アジアの実業家が10億ドルのイーサリアム準備基金を設立へ

アジアの実業家が10億ドルのイーサリアム準備基金を設立へ

アジアの暗号資産業界で長年の経験を持つ実業家たちが、イーサリアムを買い集めるための新しい信託を立ち上げ、約10億ドル(約1,500億円)を運用する計画を進めている。イーサリアムの価格が3,900ドル台で推移するなか、この試みは世界第2位の暗号資産に対する機関投資の波を象徴する動きとなっている。

このプロジェクトを主導するのは、仮想通貨取引所Huobi(フォビ)の創業者であり、現在Avenir Capitalの会長を務める李林(Li Lin)氏である。彼は、Fenbushi Capitalの共同創設者である沈波(Shen Bo)氏、HashKey Groupの董事長兼CEOの肖風(Xiao Feng)氏、そして美図(Meitu)創業者の蔡文勝(Cai Wensheng)氏と協力している。これらの人物は、2015年のイーサリアム誕生直後から初期の支援者として知られる。
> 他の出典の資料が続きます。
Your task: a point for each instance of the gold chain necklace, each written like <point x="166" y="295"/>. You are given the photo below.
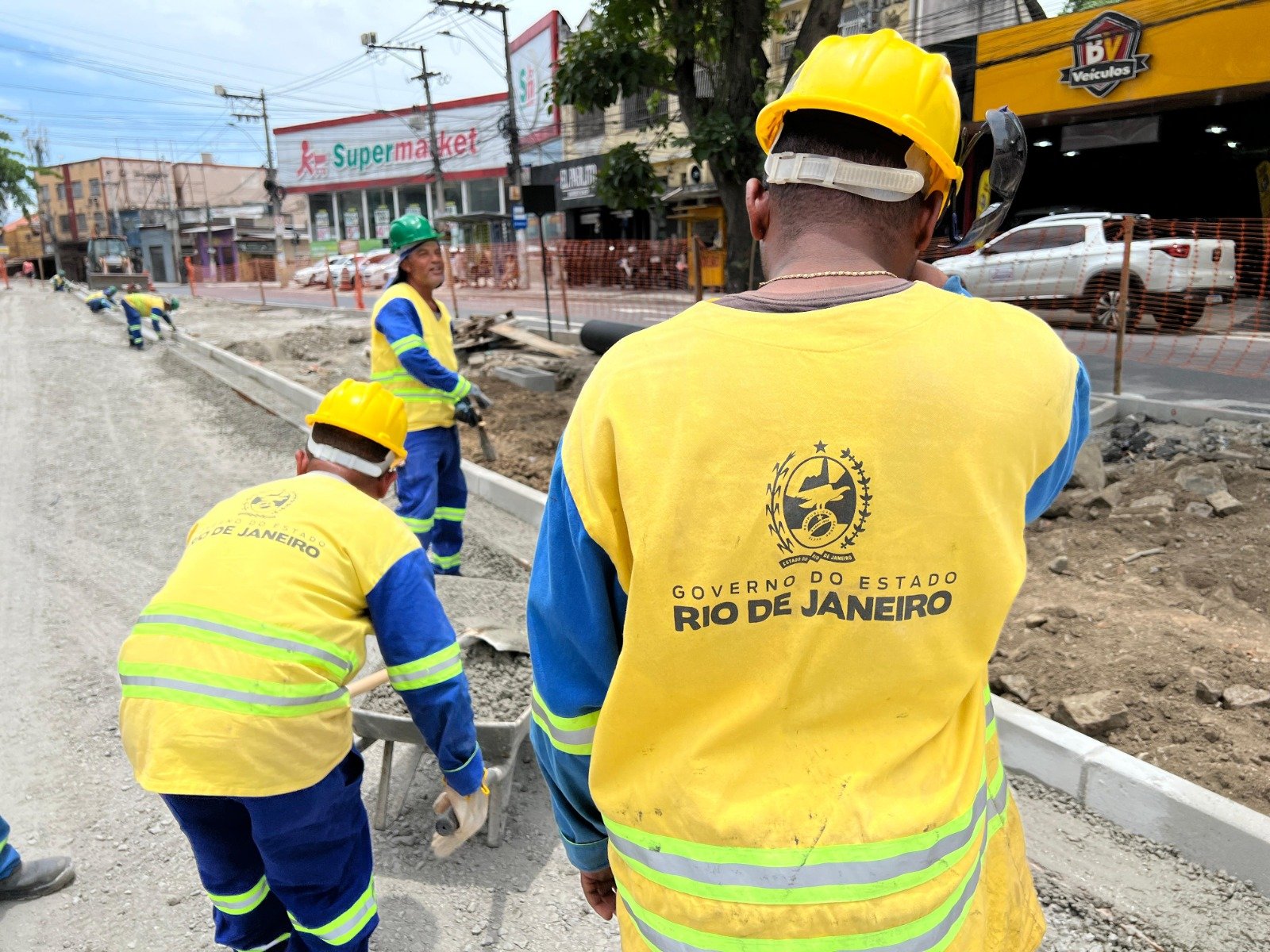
<point x="878" y="273"/>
ブルームバーグによると、Avenir Capitalがすでに2億ドルを拠出し、さらに鴻山資本(旧セコイア・チャイナ)を含むアジアの機関投資家が5億ドルを出資する予定だという。残る資金についても現在交渉が続いており、上場企業の買収を通じて信託の構造を整える案も検討されている。
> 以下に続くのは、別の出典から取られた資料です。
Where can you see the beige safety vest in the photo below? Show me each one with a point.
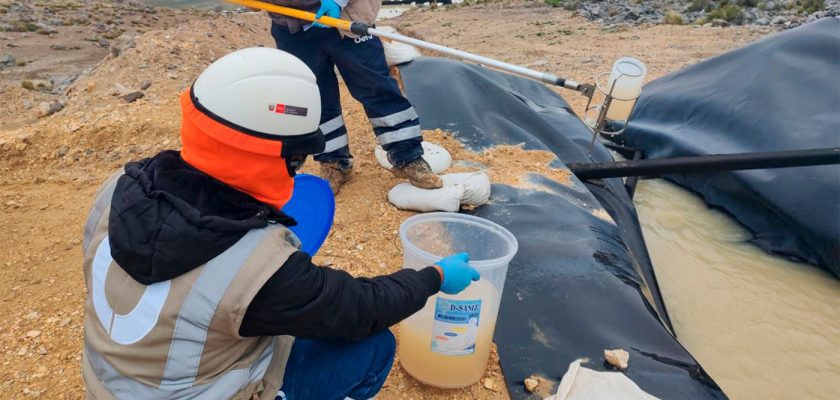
(180, 338)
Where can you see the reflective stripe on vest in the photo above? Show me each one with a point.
(190, 330)
(224, 387)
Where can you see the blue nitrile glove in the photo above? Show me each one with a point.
(329, 8)
(456, 273)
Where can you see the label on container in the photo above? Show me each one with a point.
(456, 326)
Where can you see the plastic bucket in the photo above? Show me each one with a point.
(447, 343)
(313, 207)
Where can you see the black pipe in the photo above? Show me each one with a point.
(709, 163)
(630, 183)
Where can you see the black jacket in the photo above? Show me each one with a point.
(168, 218)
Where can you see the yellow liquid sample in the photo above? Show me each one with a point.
(446, 370)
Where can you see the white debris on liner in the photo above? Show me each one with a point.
(617, 358)
(397, 53)
(581, 383)
(437, 157)
(470, 188)
(476, 186)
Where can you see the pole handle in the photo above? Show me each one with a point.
(337, 23)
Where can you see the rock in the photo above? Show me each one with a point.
(121, 44)
(45, 29)
(8, 60)
(132, 97)
(531, 384)
(720, 23)
(48, 108)
(37, 84)
(489, 384)
(617, 358)
(120, 90)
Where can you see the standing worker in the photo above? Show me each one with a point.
(361, 62)
(195, 286)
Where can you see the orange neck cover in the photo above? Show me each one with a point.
(250, 164)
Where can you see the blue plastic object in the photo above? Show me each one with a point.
(313, 207)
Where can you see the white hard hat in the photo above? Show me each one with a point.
(263, 92)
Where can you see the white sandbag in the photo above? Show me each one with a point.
(437, 157)
(476, 186)
(409, 197)
(397, 53)
(469, 188)
(581, 383)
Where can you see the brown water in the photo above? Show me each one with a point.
(762, 326)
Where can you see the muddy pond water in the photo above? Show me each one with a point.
(762, 326)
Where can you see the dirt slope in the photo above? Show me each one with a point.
(50, 169)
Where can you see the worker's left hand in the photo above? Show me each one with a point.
(329, 8)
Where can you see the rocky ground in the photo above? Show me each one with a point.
(784, 13)
(52, 162)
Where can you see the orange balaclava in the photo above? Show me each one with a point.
(250, 164)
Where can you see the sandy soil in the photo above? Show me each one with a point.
(50, 168)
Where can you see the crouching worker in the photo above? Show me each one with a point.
(196, 288)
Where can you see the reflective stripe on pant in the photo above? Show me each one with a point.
(361, 62)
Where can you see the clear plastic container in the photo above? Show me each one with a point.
(628, 74)
(447, 343)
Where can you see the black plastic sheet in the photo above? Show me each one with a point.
(579, 284)
(780, 93)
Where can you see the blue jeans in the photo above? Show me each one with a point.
(361, 62)
(325, 370)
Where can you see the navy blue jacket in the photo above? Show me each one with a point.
(193, 218)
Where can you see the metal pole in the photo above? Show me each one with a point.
(362, 29)
(516, 69)
(709, 163)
今回の動きは、イーサリアムを準備資産として保有する企業の拡大を後押しすることが期待されている。現在、BitMine Immersion Technologiesが約170万ETHを保有し、SharpLink Gamingがそれに次ぐ。李氏の新基金が実現すれば、世界でも最大級のイーサリアム保有体制の一つとなる可能性が高い。

李氏は2013年にHuobiを設立し、2021年の中国での暗号資産取引禁止後にジャスティン・サン氏へ経営を譲渡した。その後、Avenir CapitalはビットコインETFなどのデジタル資産を中心に10億ドル以上を運用する香港の有力投資会社へと成長した。今回の10億ドル規模のイーサリアム信託は、アジアから世界へのデジタル資産投資の潮流をさらに加速させる試みとなる。